Room Inside The World

Ought

Merge Records – 2018
par Quentin, le 8 mars 2018
6

Soutenus par les gars sûrs du label Constellation, les Montréalais de Ought ont réussi à se tailler une jolie place sur la scène post-punk avec deux premiers albums totalement réussis et secs comme des coups de trique. Aussi évident que cela puisse paraître, le chanteur et leader Tim Darcy jouait un rôle considérable dans cette reconnaissance. Un peu à l 'instar de Tom Verlaine chez Television, il incarne la figure du poète bohème qui intrigue autant qu'il fascine. Alors que son charisme et son lyrisme soutenaient l'anxiété et la nervosité de More Than Any Other Day et Sun Coming Down, ce nouvel album du groupe fuit la panique pour offrir de quelque chose de plus posé, moins tendu.

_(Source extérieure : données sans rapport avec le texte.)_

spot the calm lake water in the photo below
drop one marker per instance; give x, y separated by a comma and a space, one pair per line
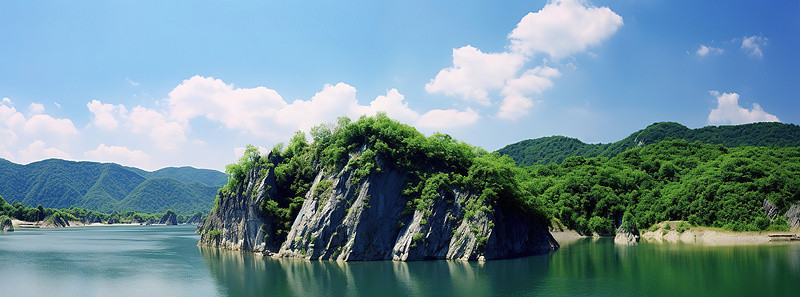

En conséquence, Room Inside The World sonne beaucoup plus "safe" que ses prédécesseurs. Parfois même un peu trop pour ceux qui s'étaient habitués aux fulgurances du groupe canadien. Les écoutes passent et le sentiment se confirme: c'est comme s'il avait levé le pied et mis de côté son ressenti d'angoisse nerveuse. A la place, Ought explore un univers plus raffiné, et use du saxophone, du vibraphone et de la clarinette pour élargir sa palette. Quant à Tim Darcy, qui agissait comme un caméléon sur les précédents albums, il semble avoir fait un pas de côté pour prendre une position "à la Morrissey". Forcément, ça divise. Mais il ne faut pas s'y tromper: pour un groupe comme Ought, tous ces changements sont autant de prises de risques. Le gros problème, c'est que ces risques ont l'inconvénient d'amener le groupe à se fondre dans la masse des groupes en apparence très cools, mais qu'on oublie aussi très vite. Ce qui nous amène à penser que la musique de Ought ressemble désormais un peu à celle de tout de le monde. Et ça, c'est vraiment dommage car même si Room Inside The World recèle d'excellents morceaux (et même d'un tube, "These 3 Things"), on regrette l'imprévisibilité qui nous avait séduit sur les deux précédents disques.

Au vu du passif du groupe et de l'amour qu'on lui porte, on ne leur en tient pas rigueur car comme on le disait déjà dans la chronique de Sun Coming Down, on a vite compris que la musique de Ought se résume en une quête, une réflexion permanente qui les mène à réfléchir aux limites de leur musique. C'est certain: sur Room Inside The World, les Canadiens ont opté pour une démarche qu'on n'avait pas vu venir et force est de constater qu'en éliminant la tension qui animait leur post-punk, ils ont perdu un peu de cette magie qui le rendait si uniques et passionnants. Ce qui ne nous empêche pas de nous rappeler que la chronique nous oblige à nous positionner et à rendre un verdict sur un instantané. Bien entendu l'exercice est motivant mais avec des gars intelligents comme ceux qui composent Ought, on sait que cet album n'est qu'une étape dans un travail de recherche bien plus large.